Page utiliza uma referência marcante: “Eu sempre digo que o aeroporto de vocês tem o nome de um compositor. Não preciso dizer mais nada. Isso está no sangue do país”. Ele demonstra interesse em artistas que cruzam fronteiras e viajam, focando na experiência e na presença do artista.

Estratégias para o Sucesso e o Papel da Coordenação

Page destaca que o streaming criou escala, mas também reduziu o valor unitário percebido da música gravada. O consumidor acessa dezenas de milhões de faixas por uma mensalidade estável, enquanto ingressos de shows e festivais se tornaram mais caros, concentrando grande parte do dinheiro da indústria. “Atualmente, você pode gastar o equivalente a um ano de Spotify em duas horas de entretenimento em um show de estádio”, afirma Page.

Ele propõe que o palco se torne o centro da estratégia, aproveitando a escassez, a presença e a experiência coletiva.

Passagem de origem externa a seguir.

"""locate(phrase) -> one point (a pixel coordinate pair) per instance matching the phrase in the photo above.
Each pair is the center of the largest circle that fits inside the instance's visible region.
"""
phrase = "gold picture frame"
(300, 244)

As plataformas devem ser usadas como ferramentas de mapeamento, identificando a demanda em cidades específicas e construindo circulação a partir desses dados. “Esse artista brasileiro é grande na Alemanha?

Essa é uma pergunta ruim. Esse artista brasileiro é grande em Berlim? Essa é uma pergunta interessante”, questiona Page.

Identidade e Coordenação: O Caminho para o Crescimento

Page evita a ideia de imitação estética, citando a Coreia do Sul, o México, a Colômbia e o avanço da música em espanhol como exemplos de coordenação, exportação e ambição internacional. A lição está no método, não no som. A força da música brasileira reside em sua identidade, nas formas criadas por gerações, na relação entre canção, ritmo, território e linguagem.

Page defende uma articulação mais forte entre empresas, artistas, plataformas, editoras, festivais e governo, propondo políticas públicas de exportação cultural que incentivem turnês internacionais sem transferir todo o risco para os artistas.

Ele acredita que o dinheiro migrou para a experiência, e que o streaming criou escala, mas também reduziu o valor unitário percebido da música gravada. Para Page, o Brasil precisa de coordenação, cultivar seus “jardins” e perceber que seu país não é grande o suficiente. “É um país enorme, mas não é grande o suficiente.

O que vocês têm precisa de passaporte.”